I navigated my way to FilmJabber today and a realization swept over me: I hadn't written a review for Choke yet. How could I have not written a review for a movie I saw over two weeks ago? Oh yeah... I went to Mexico the next morning and then proceeded to get miserably sick for the subsequent week. Silly me.
Choke, the latest movie based on the insane work of Chuck Palahniuk ("Fight Club"), is about a sex addict who falls in love with his mother's doctor, but realizes he has to come to terms with his own existence before being able to do the dirty deed with her. Sam Rockwell stars as the main character, Victor, who works at a colonial reenactment camp and who visits his dementia-stricken mother (Angelica Huston) as everyone but himself so that she'll talk with him. Kelly Macdonald (No Country for Old Men) stars as the odd doctor who takes a liking to him.
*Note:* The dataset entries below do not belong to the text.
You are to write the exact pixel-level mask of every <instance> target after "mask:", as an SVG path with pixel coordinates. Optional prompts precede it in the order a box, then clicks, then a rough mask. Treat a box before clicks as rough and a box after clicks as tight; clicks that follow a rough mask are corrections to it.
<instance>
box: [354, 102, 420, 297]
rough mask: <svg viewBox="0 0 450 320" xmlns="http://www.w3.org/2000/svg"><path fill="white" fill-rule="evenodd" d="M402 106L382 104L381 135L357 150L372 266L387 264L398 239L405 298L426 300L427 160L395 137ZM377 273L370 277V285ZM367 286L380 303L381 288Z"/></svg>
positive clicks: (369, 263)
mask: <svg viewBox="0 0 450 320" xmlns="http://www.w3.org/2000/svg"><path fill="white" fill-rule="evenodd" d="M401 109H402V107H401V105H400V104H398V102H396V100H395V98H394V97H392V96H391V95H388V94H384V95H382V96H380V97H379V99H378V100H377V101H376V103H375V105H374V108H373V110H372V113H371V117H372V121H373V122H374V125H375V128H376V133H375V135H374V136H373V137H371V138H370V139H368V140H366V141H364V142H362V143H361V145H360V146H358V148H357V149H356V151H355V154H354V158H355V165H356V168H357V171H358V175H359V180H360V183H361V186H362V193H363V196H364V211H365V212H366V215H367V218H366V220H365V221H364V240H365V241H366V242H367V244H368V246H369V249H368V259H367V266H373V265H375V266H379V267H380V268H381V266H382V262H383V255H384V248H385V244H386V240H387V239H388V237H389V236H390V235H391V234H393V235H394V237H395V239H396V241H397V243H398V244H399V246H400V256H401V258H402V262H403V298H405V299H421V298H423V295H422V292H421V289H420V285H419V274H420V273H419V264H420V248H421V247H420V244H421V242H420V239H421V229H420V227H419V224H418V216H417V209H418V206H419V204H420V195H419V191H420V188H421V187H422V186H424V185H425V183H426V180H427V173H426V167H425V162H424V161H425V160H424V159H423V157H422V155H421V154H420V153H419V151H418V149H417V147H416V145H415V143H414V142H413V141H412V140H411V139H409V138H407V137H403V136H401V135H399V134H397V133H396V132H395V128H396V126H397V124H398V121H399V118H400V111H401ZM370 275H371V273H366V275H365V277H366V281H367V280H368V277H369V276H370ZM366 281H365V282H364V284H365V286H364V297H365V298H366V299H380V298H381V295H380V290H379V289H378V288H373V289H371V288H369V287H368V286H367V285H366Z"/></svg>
Those looking for the mastery of Fight Club may be disappointed, as David Fincher is "replaced" by actor and first-time director Clark Gregg (he played the S.H.I.E.L.D. agent in Iron Man), the screenwriter also by Gregg, and Brad Pitt and Edward Norton by Rockwell. Rockwell is an underrated actor, but he still isn't either of those two men. Of course, none of those comparisons aren't fair, because the problem isn't Rockwell or Gregg; Choke just isn't Fight Club. It is a smaller story, a comedy, and has nothing to do with split personalities or terrorism or action or making soap. Nevertheless, Choke, by default, raised some odd expectations among filmgoers that will have to be undone before one is able to completely enjoy the picture.
On its own, Choke is pretty good. Pretty good. It has some hilarious moments, and it has some slow moments. Rockwell is great in the lead, and along with the supporting cast embraces the screenplay by Gregg. He makes a likable yet twisted lead who is somehow able to make us feel for him despite his disposition as a complete and utter asshole. Nevertheless, the screenplay, while good, is not great; for whatever reason, there are segments that miss the mark or feel unfinished. The movie feels overly long at times, even though its entire running time is only 89 minutes.
Choke is not without its flaws, but it's an entertaining and disturbing film nonetheless. Recommended to those who liked twisted comedies.
Review by Erik Samdahl unless otherwise indicated.